Senin 12 Jul 2010 03:08 WIB

Bapepam Perlu Gelar Perkara Kasus Matahari Putra Prima

Rep: agung budiono/ Red: taufik rachman

REPUBLIKA.CO.ID,JAKARTA -- Analis dari Independen Aspirasi Indonesia Research Institute, Yanuar Rizky menilai, Badan Pengawas Pasar Modal dan Lembaga Keuangan) (Bappepam-LK) harus dapat membuktikan adanya dugaan insider trading (perdagangan dengan memanfaatkan informasi orang dalam) dari penjualan 90,76 persen saham PT Matahari Department Store Tbk (LPPF) oleh PT Matahari Putra Prima Tbk (MPPA) dan terjadinya pembentukan harga yang fantastis atas transaksi itu.
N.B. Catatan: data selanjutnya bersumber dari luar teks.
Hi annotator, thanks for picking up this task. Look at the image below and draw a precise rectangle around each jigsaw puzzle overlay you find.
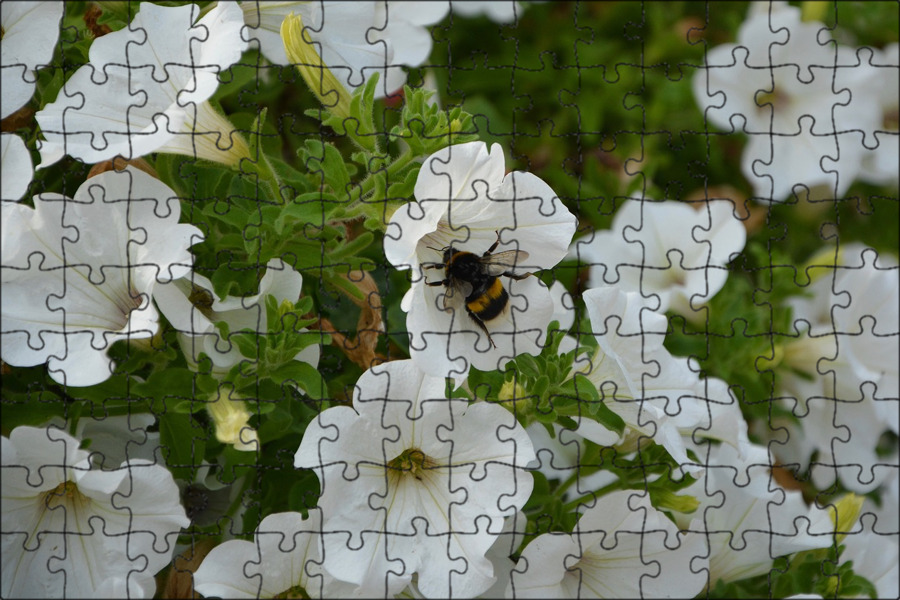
[0,0,900,598]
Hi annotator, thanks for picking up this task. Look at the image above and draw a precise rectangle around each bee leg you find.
[503,271,531,281]
[482,231,500,256]
[466,306,497,348]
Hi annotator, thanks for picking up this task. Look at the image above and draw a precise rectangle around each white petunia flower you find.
[154,258,319,376]
[573,200,747,318]
[384,142,576,384]
[856,44,900,187]
[693,3,881,202]
[676,444,834,586]
[0,132,34,203]
[194,509,338,598]
[0,2,63,118]
[0,427,190,598]
[450,0,524,24]
[841,506,900,598]
[35,2,249,167]
[575,287,738,470]
[294,360,534,598]
[241,0,449,98]
[506,490,708,598]
[0,167,203,386]
[775,244,900,493]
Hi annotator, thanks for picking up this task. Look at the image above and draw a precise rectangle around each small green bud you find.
[651,490,700,514]
[281,13,351,118]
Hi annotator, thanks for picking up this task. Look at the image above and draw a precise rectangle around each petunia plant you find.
[0,0,900,598]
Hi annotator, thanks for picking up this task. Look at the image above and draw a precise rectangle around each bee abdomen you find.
[466,279,509,321]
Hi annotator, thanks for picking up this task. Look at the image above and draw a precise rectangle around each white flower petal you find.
[0,132,34,202]
[693,7,884,202]
[0,2,63,118]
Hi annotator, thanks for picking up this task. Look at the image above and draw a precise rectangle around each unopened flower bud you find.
[281,13,350,117]
[206,387,259,452]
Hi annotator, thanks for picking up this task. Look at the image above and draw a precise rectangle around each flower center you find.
[388,448,436,481]
[188,283,215,321]
[756,90,791,112]
[272,585,309,599]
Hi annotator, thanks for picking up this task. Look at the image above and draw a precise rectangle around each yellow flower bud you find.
[828,493,865,544]
[206,386,259,452]
[281,13,350,117]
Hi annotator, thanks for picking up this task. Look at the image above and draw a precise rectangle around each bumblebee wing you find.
[481,250,528,277]
[443,279,472,309]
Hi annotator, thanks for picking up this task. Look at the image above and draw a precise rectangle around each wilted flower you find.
[294,360,534,598]
[154,258,319,377]
[36,2,249,167]
[573,200,747,318]
[856,44,900,186]
[0,167,203,386]
[0,2,63,118]
[506,491,708,598]
[676,444,834,585]
[575,287,747,471]
[693,2,882,202]
[0,427,190,598]
[384,142,576,383]
[194,509,338,598]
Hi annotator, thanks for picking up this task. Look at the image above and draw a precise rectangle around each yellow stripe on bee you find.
[466,279,503,315]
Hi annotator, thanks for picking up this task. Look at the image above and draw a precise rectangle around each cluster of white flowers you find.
[0,1,900,598]
[0,421,190,598]
[693,2,900,202]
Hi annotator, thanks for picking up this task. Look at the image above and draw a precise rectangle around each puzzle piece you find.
[0,0,900,598]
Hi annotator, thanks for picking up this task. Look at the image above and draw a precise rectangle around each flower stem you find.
[557,472,622,513]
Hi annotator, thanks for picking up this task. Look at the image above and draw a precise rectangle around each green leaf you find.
[159,413,209,481]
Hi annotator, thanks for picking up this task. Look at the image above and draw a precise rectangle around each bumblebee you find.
[425,232,531,348]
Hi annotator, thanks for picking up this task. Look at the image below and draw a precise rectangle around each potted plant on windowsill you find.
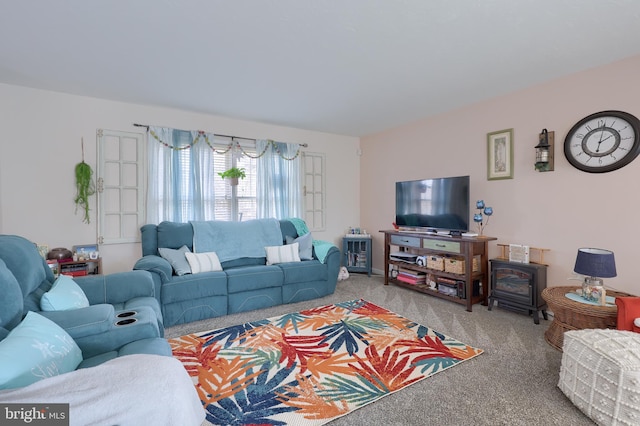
[218,167,247,186]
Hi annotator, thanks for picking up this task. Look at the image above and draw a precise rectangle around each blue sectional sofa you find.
[0,235,171,389]
[134,219,340,327]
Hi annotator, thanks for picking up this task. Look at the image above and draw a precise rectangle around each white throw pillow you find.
[264,243,300,265]
[184,251,222,274]
[158,246,191,275]
[0,311,82,389]
[40,275,89,311]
Yanuar mengatakan, yang terjadi dalam penjualan saham itu adalah manipulasi pasar dan perdagangan orang dalam (berlapis) menipu dengan korban pembiayaan perbankan atas transaksi fiktif. Berdasarkan ketentuan dalam UU Nomor 8 Tahun 1995 tentang Pasar Modal.

"Dalam kasus ini terdapar sejumlah unsur pidana, yaitu unsur menipu (Pasal 90), unsur transaksi semu (Pasal 91)unsur orang dalam (Pasal 95), unsur transaksi orang dalam (Pasal 96), dan unsur keuntungan pihak tertentu (Pasal 92)," paparnya saat dihubungi Republika, Ahad.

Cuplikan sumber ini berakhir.